Sternentstehung um das Schwarze Loch
von Stefan Deiters astronews.com
23. Januar 2009
Im Zentrum der Milchstraße haben Astronomen in den letzten
Jahren zahlreiche junge Sterne aufgespürt, die ihnen einiges an Kopfzerbrechen
bereiten. Die harschen Bedingungen sollten nämlich eine Entstehung von Sternen
in dieser Region eigentlich unmöglich machen. Jetzt haben Forscher aber Hinweise
dafür entdeckt, dass in unmittelbarer Nähe des zentralen Schwarzen Lochs
tatsächlich Sterne entstehen können.
So stellt sich
ein Künstler das galaktische Zentrum vor. Die
Existenz der jungen, blauen Sternen können sich
die Astronomen nur schwer erklären.
Bild: NASA, ESA, und A. Schaller (für
STScI) |
Das Zentrum der Milchstraße ist ein unwirtlicher Ort: Ein
supermassereiches Schwarzes Loch mit der vielleicht vier Millionen-fachen Masse
unserer Sonne sorgt für gewaltige Gezeitenkräfte, die große Molekülwolken, in
denen für gewöhnlich Sterne entstehen, schnell auseinanderreißen. Trotzdem hat
man aber hier junge Sterne entdeckt, über deren Herkunft die Astronomen seitdem
rätseln. Manche Forschergruppen haben vorgeschlagen, dass die jungen Sterne
woanders entstehen und durch gravitative Wechselwirkungen ins Zentrum gelangen
(astronews.com berichtete). Vielleicht aber ist dieser Trick gar nicht nötig,
denn Astronomen fanden nun Hinweise dafür, dass in der Nähe des
supermassereichen Schwarzen Lochs tatsächlich Sternen entstehen können.

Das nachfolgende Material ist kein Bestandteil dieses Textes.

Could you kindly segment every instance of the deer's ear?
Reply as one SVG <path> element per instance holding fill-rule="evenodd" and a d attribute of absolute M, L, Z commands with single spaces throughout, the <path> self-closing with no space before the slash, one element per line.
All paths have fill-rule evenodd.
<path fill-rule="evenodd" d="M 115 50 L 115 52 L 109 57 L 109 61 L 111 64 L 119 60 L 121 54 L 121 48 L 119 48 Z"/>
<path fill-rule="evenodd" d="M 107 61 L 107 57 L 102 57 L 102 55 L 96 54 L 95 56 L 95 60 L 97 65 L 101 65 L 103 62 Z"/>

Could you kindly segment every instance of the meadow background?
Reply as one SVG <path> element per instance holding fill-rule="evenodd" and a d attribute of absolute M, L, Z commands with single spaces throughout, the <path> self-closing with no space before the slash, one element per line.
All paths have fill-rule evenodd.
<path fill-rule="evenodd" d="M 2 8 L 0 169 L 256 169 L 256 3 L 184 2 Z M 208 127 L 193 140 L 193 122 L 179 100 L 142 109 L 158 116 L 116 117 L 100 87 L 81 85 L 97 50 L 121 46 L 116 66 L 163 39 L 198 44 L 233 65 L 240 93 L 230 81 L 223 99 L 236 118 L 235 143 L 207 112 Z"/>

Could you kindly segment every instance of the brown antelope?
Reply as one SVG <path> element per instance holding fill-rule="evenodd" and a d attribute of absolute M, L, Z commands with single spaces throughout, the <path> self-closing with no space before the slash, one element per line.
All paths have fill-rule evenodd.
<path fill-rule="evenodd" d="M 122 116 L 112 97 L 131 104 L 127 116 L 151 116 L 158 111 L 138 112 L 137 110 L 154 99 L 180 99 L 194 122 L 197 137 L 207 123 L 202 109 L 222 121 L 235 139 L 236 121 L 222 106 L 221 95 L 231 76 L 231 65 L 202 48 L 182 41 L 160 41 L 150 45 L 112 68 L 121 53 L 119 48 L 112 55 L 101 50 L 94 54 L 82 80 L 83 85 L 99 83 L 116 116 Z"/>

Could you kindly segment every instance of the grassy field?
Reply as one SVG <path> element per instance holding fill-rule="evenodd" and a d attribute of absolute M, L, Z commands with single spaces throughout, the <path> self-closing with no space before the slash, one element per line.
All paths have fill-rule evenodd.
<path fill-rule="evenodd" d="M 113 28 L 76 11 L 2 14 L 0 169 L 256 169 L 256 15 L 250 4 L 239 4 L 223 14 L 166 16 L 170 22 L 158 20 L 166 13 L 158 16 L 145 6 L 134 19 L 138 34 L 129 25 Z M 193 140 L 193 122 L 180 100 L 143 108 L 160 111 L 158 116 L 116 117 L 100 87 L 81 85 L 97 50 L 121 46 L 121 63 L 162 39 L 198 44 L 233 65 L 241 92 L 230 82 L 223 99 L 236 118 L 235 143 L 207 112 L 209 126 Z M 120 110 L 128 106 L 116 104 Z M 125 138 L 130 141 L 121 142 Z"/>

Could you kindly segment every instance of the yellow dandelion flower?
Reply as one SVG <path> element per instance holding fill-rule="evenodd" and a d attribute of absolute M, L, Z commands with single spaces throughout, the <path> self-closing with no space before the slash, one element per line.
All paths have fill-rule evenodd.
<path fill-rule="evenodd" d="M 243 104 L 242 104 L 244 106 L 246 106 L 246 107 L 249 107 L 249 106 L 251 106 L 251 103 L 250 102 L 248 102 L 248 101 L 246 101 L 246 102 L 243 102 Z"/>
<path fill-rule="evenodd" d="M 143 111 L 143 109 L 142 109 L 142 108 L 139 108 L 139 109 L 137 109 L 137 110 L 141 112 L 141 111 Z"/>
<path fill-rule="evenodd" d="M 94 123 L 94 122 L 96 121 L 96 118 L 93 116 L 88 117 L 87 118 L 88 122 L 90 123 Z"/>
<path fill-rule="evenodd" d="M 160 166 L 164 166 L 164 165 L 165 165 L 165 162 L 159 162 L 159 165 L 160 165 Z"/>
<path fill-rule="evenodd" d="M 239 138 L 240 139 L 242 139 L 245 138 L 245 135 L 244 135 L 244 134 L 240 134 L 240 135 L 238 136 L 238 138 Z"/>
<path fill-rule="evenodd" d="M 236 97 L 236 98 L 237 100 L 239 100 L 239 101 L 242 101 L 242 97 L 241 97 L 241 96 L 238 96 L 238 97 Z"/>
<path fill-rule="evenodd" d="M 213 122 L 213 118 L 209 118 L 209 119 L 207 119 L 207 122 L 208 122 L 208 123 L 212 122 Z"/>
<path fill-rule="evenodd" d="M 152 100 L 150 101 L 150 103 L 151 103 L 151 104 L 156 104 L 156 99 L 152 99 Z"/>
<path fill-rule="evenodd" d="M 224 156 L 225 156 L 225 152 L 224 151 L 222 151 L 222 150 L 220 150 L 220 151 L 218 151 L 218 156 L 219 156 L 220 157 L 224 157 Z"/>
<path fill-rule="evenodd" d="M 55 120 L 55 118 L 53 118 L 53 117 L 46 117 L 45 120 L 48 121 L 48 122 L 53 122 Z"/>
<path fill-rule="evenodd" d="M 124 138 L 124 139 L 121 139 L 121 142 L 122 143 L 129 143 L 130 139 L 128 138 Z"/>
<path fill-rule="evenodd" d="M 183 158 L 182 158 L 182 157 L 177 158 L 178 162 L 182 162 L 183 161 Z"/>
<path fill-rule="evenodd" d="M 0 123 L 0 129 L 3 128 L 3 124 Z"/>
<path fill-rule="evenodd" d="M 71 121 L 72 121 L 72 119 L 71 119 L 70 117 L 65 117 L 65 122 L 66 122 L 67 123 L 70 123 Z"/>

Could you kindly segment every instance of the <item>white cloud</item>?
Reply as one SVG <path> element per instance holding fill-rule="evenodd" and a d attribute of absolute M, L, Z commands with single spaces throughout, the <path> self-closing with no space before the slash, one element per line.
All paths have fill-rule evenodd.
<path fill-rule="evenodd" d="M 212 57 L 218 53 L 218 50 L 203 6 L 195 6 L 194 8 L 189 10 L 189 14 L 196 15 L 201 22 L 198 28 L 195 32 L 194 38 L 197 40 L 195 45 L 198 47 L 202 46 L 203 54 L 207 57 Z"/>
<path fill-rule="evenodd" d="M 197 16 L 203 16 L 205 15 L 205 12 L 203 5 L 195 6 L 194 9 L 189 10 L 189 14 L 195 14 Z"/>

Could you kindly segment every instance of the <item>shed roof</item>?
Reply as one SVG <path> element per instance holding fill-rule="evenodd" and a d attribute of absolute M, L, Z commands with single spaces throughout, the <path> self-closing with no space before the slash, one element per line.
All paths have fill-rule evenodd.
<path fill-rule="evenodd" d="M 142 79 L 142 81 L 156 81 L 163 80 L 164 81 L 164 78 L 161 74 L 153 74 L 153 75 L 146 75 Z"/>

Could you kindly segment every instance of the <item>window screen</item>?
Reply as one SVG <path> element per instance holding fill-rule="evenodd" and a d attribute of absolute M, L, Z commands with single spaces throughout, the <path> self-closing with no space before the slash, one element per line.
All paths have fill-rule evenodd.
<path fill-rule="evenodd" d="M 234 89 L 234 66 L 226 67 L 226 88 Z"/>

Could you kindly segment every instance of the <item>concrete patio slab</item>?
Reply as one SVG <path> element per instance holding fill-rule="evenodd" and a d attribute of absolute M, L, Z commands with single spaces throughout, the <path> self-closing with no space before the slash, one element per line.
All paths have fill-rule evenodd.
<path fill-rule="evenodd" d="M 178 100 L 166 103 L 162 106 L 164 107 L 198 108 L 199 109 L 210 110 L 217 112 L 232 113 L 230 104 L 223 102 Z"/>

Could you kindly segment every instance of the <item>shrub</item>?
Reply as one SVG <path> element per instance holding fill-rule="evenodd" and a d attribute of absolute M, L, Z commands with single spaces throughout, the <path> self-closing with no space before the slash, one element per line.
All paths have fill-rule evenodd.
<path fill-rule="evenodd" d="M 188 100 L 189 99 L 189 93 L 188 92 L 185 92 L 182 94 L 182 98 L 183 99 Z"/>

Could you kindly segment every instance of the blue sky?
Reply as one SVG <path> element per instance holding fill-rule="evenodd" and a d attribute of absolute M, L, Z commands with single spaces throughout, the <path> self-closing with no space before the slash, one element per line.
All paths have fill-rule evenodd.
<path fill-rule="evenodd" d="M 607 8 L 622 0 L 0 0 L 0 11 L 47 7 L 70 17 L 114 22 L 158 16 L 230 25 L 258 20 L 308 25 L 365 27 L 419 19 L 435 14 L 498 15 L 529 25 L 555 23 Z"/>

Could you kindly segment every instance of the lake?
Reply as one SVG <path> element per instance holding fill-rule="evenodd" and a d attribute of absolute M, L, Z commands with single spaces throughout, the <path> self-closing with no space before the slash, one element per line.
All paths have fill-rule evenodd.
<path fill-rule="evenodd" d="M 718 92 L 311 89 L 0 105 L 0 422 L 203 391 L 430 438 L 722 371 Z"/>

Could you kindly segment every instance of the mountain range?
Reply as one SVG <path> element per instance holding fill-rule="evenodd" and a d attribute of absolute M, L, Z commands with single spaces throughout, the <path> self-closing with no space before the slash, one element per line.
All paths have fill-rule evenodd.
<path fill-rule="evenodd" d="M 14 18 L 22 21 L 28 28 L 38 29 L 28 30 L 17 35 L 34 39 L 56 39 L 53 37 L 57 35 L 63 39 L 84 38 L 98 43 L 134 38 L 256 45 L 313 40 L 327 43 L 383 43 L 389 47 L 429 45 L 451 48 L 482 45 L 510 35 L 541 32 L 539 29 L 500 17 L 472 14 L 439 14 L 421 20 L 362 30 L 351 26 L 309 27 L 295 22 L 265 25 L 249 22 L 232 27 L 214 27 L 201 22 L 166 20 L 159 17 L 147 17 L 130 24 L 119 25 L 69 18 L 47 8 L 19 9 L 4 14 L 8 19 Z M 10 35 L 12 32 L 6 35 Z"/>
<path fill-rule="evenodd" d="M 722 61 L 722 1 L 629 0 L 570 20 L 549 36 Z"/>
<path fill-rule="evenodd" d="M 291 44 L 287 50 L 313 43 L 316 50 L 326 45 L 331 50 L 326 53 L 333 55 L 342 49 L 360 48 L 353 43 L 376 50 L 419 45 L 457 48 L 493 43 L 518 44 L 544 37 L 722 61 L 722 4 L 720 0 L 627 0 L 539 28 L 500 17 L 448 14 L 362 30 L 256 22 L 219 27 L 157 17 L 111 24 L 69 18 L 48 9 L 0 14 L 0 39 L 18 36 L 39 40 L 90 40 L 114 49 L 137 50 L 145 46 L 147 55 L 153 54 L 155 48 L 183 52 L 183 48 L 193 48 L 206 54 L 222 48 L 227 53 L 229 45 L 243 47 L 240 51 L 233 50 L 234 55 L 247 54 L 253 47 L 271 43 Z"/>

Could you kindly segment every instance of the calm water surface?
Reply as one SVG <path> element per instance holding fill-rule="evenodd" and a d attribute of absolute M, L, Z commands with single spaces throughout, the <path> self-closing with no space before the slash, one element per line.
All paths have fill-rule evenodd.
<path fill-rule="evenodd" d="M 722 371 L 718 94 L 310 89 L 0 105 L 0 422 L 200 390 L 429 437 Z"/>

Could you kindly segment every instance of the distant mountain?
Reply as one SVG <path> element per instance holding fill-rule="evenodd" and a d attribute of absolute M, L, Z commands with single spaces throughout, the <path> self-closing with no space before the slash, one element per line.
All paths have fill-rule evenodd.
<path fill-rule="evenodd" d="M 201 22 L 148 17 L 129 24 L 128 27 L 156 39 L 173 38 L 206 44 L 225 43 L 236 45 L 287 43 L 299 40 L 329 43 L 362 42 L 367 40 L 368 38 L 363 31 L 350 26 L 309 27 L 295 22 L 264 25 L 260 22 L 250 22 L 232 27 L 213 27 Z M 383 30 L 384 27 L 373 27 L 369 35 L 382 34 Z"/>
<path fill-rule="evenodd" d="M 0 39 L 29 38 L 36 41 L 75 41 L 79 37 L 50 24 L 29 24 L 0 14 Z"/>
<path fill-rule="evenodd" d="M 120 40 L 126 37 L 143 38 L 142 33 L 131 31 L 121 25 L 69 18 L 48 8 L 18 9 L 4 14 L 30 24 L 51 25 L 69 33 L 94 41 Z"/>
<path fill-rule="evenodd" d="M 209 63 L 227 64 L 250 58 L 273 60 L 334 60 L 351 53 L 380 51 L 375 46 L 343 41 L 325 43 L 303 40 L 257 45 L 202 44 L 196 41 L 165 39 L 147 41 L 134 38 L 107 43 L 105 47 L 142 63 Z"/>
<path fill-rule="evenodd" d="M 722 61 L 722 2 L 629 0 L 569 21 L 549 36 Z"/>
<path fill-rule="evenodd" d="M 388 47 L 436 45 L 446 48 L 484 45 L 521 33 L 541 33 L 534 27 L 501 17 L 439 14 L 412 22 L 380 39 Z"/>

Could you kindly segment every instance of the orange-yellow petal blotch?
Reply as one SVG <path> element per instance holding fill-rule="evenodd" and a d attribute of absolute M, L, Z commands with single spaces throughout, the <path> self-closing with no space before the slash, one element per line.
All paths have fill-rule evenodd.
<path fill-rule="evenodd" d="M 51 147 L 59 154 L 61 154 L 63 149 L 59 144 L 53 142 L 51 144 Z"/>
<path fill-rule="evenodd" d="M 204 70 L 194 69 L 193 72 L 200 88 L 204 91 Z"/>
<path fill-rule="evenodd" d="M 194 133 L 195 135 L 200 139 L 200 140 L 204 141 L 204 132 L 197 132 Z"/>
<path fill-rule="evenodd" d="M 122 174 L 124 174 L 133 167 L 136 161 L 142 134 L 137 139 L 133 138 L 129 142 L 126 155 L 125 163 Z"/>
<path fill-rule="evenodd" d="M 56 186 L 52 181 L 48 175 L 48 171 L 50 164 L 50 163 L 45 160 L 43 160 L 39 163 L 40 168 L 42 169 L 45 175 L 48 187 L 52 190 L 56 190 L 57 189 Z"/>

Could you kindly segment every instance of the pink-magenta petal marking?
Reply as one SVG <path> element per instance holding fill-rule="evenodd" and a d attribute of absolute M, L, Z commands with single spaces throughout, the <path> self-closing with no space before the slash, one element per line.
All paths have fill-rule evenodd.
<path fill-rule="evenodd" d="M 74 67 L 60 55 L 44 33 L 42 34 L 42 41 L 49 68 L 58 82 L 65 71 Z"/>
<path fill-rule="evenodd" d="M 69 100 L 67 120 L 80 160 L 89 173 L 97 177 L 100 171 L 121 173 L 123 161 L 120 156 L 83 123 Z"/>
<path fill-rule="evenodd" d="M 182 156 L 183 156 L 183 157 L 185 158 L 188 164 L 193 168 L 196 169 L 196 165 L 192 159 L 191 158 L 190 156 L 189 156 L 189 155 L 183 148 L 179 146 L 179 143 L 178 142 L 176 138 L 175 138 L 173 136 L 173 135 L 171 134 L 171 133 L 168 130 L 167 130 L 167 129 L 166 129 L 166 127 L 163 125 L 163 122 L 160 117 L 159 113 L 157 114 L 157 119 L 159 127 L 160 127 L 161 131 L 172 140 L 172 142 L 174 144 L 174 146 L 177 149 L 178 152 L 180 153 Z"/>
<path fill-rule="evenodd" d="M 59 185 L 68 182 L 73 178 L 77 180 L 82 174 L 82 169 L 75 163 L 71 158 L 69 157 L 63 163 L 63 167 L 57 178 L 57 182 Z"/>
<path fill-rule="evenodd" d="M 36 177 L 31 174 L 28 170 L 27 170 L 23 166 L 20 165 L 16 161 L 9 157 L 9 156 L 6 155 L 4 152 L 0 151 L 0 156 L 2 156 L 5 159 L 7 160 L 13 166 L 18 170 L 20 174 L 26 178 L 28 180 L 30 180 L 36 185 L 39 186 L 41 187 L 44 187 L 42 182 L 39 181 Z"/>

Mit Hilfe des Very Large Array, einer Zusammenschaltung mehrerer
Radioteleskope, haben Wissenschaftler des Harvard-Smithsonian Center for
Astrophysics (CfA) und des Max-Planck-Instituts für Radioastronomie jetzt
zwei Protosterne aufgespürt, die nur wenige Lichtjahre vom galaktischen Zentrum
entfernt sind. "Wir haben diese Sterne wirklich während ihrer Entstehung
erwischt", erläutert Elizabeth Humphreys vom CfA, die die Ergebnisse in diesem
Monat auf einer Tagung vorstellte.
Das Zentrum unserer Milchstraße ist nicht leicht zu erforschen, da es von
dichten Staub- und Gasschwaden verborgen ist. Deswegen ist es im sichtbaren
Bereich des Lichtes nicht zu beobachten, so dass man auf infrarote Wellenlängen
oder den Radiobereich ausweichen muss. Humphreys und ihre Kollegen suchten nach
sogenannten Wassermasern, bestimmten Radiosignalen, die von Protosternen
ausgesandt werden, die sich noch in ihrem Geburtskokon befinden.
Die Astronomen fanden zwei dieser Protosterne nur zehn Lichtjahren vom
galaktischen Zentrum entfernt. Zusammen mit einem weiteren, zuvor entdeckten
Protostern verdeutlichen die Funde nach Ansicht der Wissenschaftler, dass es im
Zentrum der Milchstraße tatsächlich Sternentstehung gibt.
Die Resultate lassen zudem vermuten, dass das molekulare Gas im galaktischen
Zentrum dichter ist als ursprünglich angenommen. Dadurch wäre es für
Molekülwolken leichter, den Gezeitenkräften des Schwarzen Lochs zu widerstehen
und doch zu neuen Sternen zu kollabieren. Die jetzt veröffentlichten
Beobachtungen werden zudem von Computersimulationen gestützt, die auch
Sternentstehung innerhalb von nur wenigen Lichtjahren um das Schwarze Loch
vorhergesagt hatten.
"Wir verstehen die Bedingungen rund um das galaktische Zentrum noch nicht
sehr gut", meint Humphreys. "Durch die Kombination von Beobachtungen wie unseren
mit theoretischen Arbeiten, hoffen wir aber einen besseren Eindruck davon zu
bekommen, was im Zentrum unserer Galaxie passiert. Und diese Ergebnisse kann man
dann auch auf weiter entfernte Galaxien übertragen."